Summary: This is a claim that gets made periodically, and it usually fails to land because the people making it underestimate how much of programming's value is in the precise, structured text that humans and machines can both read and manipulate. The argument here is that AI-generated code creates problems around comprehensibility, maintainability, and verification that visual representations would solve by making the structure of a program more immediately apparent.
The strongest version of this argument is about legibility. When an AI agent generates several hundred lines of code to solve a problem, the engineer reviewing it has to mentally execute that code to understand what it does. A visual representation could make the data flow and control flow immediately apparent in a way that textual code, especially AI-generated textual code that lacks the human-readable structure of carefully written programs, does not. The author's Pipe programming language is an attempt to build this general-purpose visual language, which means we're in territory where the idea is being tried rather than purely theorized.
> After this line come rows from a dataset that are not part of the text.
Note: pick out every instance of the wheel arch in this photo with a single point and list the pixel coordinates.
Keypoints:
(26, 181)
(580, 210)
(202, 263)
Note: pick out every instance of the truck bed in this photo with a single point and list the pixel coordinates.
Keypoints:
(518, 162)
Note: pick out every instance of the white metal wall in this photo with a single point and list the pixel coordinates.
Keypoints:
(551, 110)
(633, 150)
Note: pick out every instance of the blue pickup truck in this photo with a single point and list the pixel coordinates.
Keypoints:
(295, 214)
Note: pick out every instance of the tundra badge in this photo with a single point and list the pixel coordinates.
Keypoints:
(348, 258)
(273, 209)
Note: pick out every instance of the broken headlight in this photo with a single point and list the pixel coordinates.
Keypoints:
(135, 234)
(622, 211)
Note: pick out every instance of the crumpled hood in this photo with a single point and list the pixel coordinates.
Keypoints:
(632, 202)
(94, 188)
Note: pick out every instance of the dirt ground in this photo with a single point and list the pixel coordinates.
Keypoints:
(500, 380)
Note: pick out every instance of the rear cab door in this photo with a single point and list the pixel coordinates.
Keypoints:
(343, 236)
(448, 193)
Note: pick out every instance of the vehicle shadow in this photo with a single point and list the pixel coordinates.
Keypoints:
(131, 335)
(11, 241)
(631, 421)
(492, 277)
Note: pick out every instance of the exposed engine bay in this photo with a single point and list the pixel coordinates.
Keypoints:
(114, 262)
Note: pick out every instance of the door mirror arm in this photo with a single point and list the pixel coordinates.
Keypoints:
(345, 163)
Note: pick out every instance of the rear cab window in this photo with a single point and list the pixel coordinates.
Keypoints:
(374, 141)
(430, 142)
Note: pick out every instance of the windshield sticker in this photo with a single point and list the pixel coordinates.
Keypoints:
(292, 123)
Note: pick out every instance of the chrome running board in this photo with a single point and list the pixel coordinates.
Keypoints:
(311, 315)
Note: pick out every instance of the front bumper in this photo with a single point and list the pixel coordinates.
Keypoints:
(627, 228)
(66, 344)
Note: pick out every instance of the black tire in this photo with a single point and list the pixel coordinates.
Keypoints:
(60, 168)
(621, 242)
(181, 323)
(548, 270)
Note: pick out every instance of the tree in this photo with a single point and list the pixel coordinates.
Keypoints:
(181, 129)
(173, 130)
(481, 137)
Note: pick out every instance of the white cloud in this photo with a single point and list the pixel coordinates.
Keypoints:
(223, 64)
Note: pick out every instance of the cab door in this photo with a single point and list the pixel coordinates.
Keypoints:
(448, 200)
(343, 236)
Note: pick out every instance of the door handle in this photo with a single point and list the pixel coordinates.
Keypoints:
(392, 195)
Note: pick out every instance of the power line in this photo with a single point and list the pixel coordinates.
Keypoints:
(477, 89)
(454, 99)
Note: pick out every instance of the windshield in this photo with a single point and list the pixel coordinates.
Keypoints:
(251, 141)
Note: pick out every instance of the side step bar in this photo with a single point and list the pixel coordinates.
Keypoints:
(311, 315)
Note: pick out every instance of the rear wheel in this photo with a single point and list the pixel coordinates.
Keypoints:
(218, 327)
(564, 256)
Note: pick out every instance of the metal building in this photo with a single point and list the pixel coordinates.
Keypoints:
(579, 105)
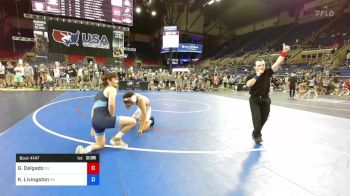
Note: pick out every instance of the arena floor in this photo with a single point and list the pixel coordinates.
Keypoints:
(200, 144)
The weak version of this argument, which is what usually gets presented, is that visual programming is just more intuitive. That claim has been made and refuted many times. The actual advantages of visual programming are narrow: certain domains, like data pipelines, state machines, and audio/visual processing graphs, genuinely benefit from visual representations. General-purpose software development has resisted visual approaches for forty years, and the structural reasons for that resistance, expressiveness, abstraction, and tooling, haven't changed because AI now generates more of the code.
Key takeaways:
- AI-generated code has reduced the value of text-based code as a human communication medium, which is the strongest actual argument for visual alternatives.
- Visual programming has genuine advantages in specific domains like data pipelines and state machines, but has not succeeded as a general-purpose paradigm despite decades of attempts.
- The tooling ecosystem around text-based code represents enormous accumulated investment that visual programming would need to replicate or replace.
Why do I care: I'm skeptical but paying attention. The argument I haven't heard answered well is: if AI is writing most of the code, and humans are primarily reviewing and directing rather than writing, maybe the optimal human-facing representation isn't the same as the optimal machine-generation representation. That's a genuinely interesting question. But the specific answer "make it visual" has a weak track record.